Oh, and this will match up well with the BBQ tools (in a hardshell case) that my daughter got me for my birthday last year, now I will finally be able to use them.  We are looking at the first meal being the Christmas meal      Having a home instead of that crappy apartment makes a world of difference, and it only took us two and a half years, a bit too long for me but it is what it is.

Merry Christmas everyone!!!


----------



## FM William Burns (Dec 22, 2011)

Blue Front BBQ Sauce


----------



## mtlogcabin (Dec 22, 2011)

A good friend of ours gave my wife a Remington 870 for home defense. He's a deputy sheriff, I don't think it would have been as appreciated if it had come from me


----------



## FM William Burns (Dec 22, 2011)

Nothing like the sound of jacking one in and hearing scampering back to the point of entry.

1st shot -2 3/4" Bird Shot (to clear hallway)

2nd shot - 2 3/4" DO buck

3rd shot - 3" Mag Remmington or Lightfield Slug

4 -5 if necessary or you remove the bird plug.... 2 3/4" DO Buck

I love mine and use it for everything...just change the barrels.


----------



## beach (Dec 22, 2011)

I got my wife a cruise for Christmas...... well..... kind of a cruise, It's on a boat....and it goes to Mexico..... and there's a deckhand and some bunks...... and a bait tank.

I guess it's more like a fishing trip....... unfortunately, she doesn't fish, so I might have to go in her place.

I hope she gets me a new reel for Christmas, that would be thoughtful.


----------



## fatboy (Dec 22, 2011)

too funny beach.......


----------



## mmmarvel (Dec 26, 2011)

beach said:
			
		

> I got my wife a cruise for Christmas...... well..... kind of a cruise, It's on a boat....and it goes to Mexico..... and there's a deckhand and some bunks...... and a bait tank. I guess it's more like a fishing trip....... unfortunately, she doesn't fish, so I might have to go in her place.
> 
> I hope she gets me a new reel for Christmas, that would be thoughtful.
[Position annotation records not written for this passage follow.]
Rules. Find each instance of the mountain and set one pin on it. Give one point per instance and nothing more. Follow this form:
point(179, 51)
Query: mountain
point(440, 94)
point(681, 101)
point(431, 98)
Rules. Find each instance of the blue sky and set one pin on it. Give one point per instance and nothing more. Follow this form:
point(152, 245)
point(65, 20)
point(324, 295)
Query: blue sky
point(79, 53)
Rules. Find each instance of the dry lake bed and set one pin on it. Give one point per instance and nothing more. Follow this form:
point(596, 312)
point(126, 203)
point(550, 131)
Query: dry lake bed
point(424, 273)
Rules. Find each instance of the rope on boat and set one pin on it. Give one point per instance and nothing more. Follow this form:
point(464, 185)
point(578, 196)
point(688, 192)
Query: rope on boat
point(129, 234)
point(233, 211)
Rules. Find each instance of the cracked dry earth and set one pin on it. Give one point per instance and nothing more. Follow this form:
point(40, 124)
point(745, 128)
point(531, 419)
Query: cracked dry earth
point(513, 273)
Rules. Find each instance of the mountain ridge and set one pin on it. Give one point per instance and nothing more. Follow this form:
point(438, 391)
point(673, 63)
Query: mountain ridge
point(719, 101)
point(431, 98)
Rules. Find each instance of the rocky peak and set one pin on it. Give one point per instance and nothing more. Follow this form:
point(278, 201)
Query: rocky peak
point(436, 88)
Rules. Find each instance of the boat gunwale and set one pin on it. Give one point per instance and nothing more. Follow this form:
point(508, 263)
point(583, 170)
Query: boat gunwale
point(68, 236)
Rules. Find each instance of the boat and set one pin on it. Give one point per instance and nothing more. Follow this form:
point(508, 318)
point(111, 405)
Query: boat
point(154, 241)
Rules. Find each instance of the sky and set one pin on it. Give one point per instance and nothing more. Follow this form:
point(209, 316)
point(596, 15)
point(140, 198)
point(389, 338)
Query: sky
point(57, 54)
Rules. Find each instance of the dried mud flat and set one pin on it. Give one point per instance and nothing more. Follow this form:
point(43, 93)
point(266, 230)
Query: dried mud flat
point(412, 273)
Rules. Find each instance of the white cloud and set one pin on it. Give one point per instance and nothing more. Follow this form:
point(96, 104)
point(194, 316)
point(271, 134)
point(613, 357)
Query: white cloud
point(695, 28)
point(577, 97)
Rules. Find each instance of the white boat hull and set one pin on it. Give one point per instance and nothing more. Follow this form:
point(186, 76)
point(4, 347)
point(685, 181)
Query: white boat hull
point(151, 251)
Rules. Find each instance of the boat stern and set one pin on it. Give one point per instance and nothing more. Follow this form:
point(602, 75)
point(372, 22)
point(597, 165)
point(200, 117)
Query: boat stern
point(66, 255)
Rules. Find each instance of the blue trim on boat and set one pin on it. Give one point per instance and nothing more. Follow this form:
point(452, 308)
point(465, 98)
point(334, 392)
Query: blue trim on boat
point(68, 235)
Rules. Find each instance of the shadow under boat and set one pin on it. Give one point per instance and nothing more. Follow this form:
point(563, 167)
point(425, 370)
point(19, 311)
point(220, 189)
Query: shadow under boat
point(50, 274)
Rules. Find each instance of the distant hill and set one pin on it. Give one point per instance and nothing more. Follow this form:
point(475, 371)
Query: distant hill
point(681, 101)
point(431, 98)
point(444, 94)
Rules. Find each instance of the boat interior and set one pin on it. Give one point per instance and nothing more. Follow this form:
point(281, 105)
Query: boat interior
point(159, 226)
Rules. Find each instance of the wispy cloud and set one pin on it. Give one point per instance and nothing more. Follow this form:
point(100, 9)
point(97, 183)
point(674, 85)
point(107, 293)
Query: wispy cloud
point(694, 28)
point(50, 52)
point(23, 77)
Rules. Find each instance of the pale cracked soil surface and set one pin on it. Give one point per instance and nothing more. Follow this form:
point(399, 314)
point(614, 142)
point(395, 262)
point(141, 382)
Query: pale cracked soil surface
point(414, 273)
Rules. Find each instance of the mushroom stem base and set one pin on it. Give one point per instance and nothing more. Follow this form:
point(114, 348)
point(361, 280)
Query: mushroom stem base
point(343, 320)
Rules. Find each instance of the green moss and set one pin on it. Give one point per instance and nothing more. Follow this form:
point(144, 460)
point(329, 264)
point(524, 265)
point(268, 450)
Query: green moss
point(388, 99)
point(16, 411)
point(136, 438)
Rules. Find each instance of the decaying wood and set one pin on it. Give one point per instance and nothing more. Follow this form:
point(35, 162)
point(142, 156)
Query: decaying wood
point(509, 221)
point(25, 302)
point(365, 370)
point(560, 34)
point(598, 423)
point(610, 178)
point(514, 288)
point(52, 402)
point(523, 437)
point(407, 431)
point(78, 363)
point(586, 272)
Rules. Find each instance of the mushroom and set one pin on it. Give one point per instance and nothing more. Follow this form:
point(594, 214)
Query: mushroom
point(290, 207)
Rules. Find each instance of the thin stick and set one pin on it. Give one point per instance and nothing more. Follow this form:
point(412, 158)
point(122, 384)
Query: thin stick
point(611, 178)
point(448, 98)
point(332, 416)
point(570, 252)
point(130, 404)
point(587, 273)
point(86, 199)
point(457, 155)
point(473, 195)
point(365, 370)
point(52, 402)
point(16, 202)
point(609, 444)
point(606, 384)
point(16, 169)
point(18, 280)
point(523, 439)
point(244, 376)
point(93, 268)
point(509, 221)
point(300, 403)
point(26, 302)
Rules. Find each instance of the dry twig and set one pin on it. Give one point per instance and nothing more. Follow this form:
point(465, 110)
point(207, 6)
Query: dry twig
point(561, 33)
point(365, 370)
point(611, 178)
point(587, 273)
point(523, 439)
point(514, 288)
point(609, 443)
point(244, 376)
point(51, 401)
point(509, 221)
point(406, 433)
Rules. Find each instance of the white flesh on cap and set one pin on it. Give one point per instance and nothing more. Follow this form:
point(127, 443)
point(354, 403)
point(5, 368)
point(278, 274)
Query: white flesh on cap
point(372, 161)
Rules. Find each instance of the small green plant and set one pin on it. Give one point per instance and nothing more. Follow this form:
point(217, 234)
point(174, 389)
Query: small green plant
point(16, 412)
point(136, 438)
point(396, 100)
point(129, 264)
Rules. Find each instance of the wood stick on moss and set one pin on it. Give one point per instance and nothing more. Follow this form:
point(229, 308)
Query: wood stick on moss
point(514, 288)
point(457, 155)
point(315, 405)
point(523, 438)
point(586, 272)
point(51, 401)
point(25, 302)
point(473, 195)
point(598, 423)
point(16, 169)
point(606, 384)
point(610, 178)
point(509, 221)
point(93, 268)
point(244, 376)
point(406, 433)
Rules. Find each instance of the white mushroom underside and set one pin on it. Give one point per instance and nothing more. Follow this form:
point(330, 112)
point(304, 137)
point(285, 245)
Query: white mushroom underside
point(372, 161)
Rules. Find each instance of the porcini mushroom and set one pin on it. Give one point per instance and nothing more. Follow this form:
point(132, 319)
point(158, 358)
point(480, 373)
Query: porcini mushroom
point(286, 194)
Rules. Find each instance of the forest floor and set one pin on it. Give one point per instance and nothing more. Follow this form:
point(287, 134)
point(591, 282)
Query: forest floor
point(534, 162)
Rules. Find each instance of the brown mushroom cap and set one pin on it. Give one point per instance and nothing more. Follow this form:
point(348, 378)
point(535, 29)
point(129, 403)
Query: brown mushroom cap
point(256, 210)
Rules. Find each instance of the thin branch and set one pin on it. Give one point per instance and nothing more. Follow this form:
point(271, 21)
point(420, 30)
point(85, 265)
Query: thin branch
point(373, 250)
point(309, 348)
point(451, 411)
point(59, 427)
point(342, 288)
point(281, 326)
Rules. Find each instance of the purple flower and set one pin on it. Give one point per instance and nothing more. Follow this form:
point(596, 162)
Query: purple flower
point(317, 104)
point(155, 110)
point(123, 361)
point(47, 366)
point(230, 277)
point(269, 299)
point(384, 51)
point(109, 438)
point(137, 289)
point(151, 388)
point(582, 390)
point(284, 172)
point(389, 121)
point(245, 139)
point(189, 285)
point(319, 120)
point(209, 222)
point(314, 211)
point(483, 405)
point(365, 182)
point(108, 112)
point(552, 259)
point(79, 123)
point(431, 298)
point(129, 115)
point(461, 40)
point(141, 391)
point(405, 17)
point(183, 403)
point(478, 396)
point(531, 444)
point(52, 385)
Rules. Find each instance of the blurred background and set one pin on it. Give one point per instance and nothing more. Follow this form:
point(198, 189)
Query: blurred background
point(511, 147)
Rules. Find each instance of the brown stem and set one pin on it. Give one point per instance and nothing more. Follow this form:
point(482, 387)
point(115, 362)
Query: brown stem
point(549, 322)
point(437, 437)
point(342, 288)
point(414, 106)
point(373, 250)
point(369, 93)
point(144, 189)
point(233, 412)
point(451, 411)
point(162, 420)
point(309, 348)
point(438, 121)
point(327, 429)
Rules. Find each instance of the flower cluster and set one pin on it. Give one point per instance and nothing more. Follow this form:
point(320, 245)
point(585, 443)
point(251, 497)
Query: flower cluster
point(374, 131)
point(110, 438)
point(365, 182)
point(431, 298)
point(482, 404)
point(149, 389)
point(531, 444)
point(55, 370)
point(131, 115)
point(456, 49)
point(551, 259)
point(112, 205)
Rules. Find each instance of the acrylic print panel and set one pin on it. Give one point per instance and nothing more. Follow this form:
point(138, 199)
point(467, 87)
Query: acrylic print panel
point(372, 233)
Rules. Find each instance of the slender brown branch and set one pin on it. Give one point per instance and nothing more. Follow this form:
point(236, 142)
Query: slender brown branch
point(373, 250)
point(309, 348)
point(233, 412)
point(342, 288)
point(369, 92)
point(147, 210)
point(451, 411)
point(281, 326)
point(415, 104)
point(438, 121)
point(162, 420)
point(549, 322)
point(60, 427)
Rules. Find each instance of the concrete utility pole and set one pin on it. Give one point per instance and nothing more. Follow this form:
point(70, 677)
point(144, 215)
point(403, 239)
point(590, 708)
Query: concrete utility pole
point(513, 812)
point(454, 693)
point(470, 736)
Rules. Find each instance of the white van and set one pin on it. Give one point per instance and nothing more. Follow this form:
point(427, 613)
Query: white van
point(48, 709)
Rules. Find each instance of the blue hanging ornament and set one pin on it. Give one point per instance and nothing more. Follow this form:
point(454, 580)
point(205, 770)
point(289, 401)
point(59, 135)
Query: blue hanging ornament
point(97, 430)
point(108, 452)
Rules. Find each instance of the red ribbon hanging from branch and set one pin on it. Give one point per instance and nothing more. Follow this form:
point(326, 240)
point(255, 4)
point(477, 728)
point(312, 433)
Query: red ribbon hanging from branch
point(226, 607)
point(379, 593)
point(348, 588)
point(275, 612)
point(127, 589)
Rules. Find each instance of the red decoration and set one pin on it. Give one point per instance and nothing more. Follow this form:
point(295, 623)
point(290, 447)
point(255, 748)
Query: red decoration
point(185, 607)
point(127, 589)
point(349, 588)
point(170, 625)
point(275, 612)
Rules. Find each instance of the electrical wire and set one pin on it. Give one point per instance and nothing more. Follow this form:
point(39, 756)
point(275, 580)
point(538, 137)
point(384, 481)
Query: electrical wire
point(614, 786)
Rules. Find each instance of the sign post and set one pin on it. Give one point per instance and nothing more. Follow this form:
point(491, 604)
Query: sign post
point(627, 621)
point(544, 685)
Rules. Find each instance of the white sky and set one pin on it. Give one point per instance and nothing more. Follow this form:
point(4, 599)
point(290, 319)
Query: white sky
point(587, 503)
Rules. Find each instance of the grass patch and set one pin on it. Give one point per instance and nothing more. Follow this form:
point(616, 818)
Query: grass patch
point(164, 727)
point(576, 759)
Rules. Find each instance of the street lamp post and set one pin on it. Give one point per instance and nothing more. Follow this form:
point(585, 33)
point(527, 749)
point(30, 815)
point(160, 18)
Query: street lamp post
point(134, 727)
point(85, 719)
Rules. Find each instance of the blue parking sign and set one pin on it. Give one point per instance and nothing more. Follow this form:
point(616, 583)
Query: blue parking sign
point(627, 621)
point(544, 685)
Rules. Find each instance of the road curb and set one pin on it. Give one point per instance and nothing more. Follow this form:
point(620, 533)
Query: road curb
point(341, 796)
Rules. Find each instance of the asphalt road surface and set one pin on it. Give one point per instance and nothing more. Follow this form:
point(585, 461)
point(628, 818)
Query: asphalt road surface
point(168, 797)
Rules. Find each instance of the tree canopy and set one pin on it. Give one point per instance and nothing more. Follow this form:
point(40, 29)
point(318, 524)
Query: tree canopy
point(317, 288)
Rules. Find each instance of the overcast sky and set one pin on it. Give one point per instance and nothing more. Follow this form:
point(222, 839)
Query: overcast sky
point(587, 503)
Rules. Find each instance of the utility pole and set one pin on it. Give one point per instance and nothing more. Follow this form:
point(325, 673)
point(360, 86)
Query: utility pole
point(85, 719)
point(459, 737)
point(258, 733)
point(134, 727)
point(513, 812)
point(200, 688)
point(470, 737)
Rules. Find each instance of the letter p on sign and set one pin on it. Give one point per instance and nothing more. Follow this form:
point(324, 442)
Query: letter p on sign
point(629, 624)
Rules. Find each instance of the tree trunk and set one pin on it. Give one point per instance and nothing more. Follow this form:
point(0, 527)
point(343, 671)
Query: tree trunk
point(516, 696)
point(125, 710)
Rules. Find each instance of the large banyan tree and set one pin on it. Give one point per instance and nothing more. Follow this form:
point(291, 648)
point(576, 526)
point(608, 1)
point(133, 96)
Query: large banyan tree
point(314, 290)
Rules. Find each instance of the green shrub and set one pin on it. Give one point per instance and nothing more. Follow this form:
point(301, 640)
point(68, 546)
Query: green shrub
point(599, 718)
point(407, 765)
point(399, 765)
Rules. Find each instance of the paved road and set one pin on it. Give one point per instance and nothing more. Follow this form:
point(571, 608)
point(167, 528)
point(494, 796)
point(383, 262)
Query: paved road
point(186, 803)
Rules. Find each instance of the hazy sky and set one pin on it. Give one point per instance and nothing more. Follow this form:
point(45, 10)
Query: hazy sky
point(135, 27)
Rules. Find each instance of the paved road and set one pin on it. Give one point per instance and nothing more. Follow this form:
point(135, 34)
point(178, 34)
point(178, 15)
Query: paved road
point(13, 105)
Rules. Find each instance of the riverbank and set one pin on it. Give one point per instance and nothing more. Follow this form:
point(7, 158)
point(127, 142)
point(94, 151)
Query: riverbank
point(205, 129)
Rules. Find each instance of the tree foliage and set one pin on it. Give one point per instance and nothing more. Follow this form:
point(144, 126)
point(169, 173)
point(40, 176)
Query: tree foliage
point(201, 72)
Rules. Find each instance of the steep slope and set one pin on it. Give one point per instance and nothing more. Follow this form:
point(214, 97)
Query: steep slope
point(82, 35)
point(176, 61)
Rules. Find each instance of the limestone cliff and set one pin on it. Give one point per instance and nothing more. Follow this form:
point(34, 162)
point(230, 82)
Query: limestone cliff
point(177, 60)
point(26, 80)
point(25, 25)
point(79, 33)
Just wondering how that turned out for you???  Enquiring minds want to know.


----------



## beach (Dec 26, 2011)

Well, she got me a Louis Vuitton purse and matching wallet........ So we traded, I think she got the better deal. I never did get the new reel I wanted.........


----------



## cda (Dec 26, 2011)

Hope your wife does not know mt's wife

A good friend of ours gave my wife a Remington 870 for home defense. He's a deputy sheriff, I don't think it would have been as appreciated if it had come from me



			
				beach said:
			
		

> I got my wife a cruise for Christmas...... well..... kind of a cruise, It's on a boat....and it goes to Mexico..... and there's a deckhand and some bunks...... and a bait tank. I guess it's more like a fishing trip....... unfortunately, she doesn't fish, so I might have to go in her place.
> 
> I hope she gets me a new reel for Christmas, that would be thoughtful.


----------



## RJJ (Dec 27, 2011)

cda: That's for sure or beach may be the bait!


----------